Yılmaz Özdil’in bu paylaşımına kadar uzanan ve bir ucunda Sedat Peker ile onun görüşlerinin aktarıldığı @delicavus_nth hesabı, Sedat Peker’in basın müşaviri Emre Olur, öbür ucunda BirGün gazetesi Yayın Koordinatörleri Yaşar Aydın ve İbrahim Varlı’nın yer aldığı bu tartışmanın başlangıç noktası, 4 Haziran 2022 akşamı, Halk Tv’de yayımlanan “Asıl Mesele” programıydı. Programa katılan Yaşar Aydın, sunucu İnan Demirel’in sorusunu yanıtlarken, Sedat Peker hakkındaki bir soruya özetle şöyle yanıt veriyordu:
“Sedat Peker’in ifşaları önemli, bunu bir kenara koyalım. Ama bence Sedat Peker yalnız değil. İktidar-AKP içindeki bir cephenin seçim sonrasına yatırımı olarak da görebilirsiniz. Sadece bir mafya lideri değil, uluslararası bağlantıları var, siyasi boyutları var. Ona çok fazla şey atfetmek, bu pislikleri açıklayacak falan…tam tersi bir şey de yapabilir.
Hedef gösterdiği otel var inceleyelim; rüşvet var inceleyelim. Ama buradan bir kahraman yaratmak ve meseleyi çözecek demek son derece problemli. İki yıl önce ‘Akademisyenlerin kanlarıyla banyo yaparım’ diyen bir insandan biz bugün muhalefet lideri türetmeye çalışıyoruz. Bunun kendisinin problemli olduğunu düşünüyorum.”

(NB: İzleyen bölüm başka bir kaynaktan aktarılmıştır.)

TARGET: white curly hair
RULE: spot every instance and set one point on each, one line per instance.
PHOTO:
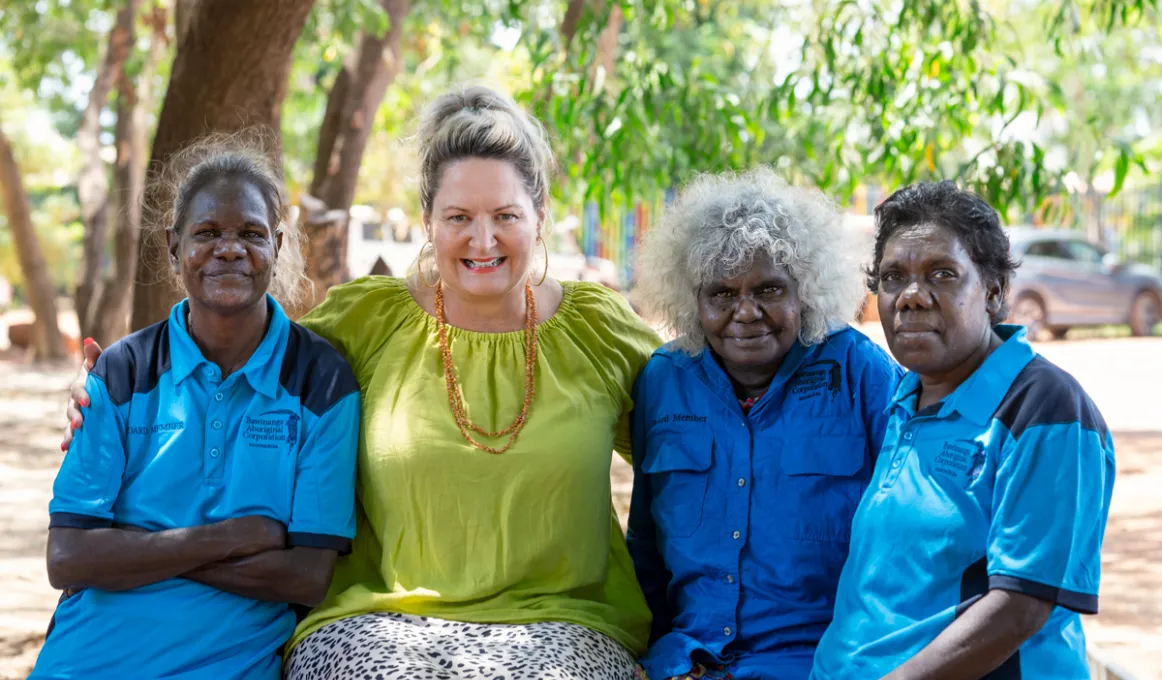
(719, 223)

Yaşar Aydın’ın bu değerlendirmesinin siyasi tarafını bir yana bırakırsak gazetecilik ile ilgili tarafına katılıyorum. Sedat Peker’in “ifşaları önemli” ve incelenmesi, üzerine gidilmesi gerekli. Ben de geçen yıl kaleme aldığım “Sedat Peker vakasında gazetecilik bilançosu: Yeni kanıtlar, yeni ipuçları” başlıklı yazımda, Sedat Peker’in iddialarının dikkatle araştırılması gerektiğini vurgulamıştım. İktidar medyası Sedat Peker’in açıklamalarını “komplo” olarak nitelendirip görmezden gelirken, bu iddiaların üzerine giden bağımsız ve eleştirel gazetecilerin ortaya koydukları yeni veriler, kanıtlar ve bilginin bilançosunu çıkarmıştım. Ciddi bir araştırmacı gazetecilik yapıldığı anlaşılıyordu o bilançodan.
Elbette Sedat Peker’in açıklamalarını incelerken şüpheyi de elden bırakmamak gerekiyor. Ne de olsa Sedat Peker -kendisinin de vurguladığı gibi- bir “temiz toplum savaşçısı” değil. Yakın bir zamana kadar iktidar bloğunda ve kirli bir ilişki ağı içinde yer alan ve şimdi de kendi intikamının peşinde olan bir insan. Nitekim bir paylaşımında “Ben kurtarıcı değilim. Siz bana intikamımı almamda yardımcı olacaksınız” demişti. Toplumun bilgi edinme hakkını kullanmasını ve gerçeklerin ortaya çıkmasını sağlamak için Sedat Peker’in açıklamalarını değerlendirirken bu niteliğini gözönünde tutmakta yarar var.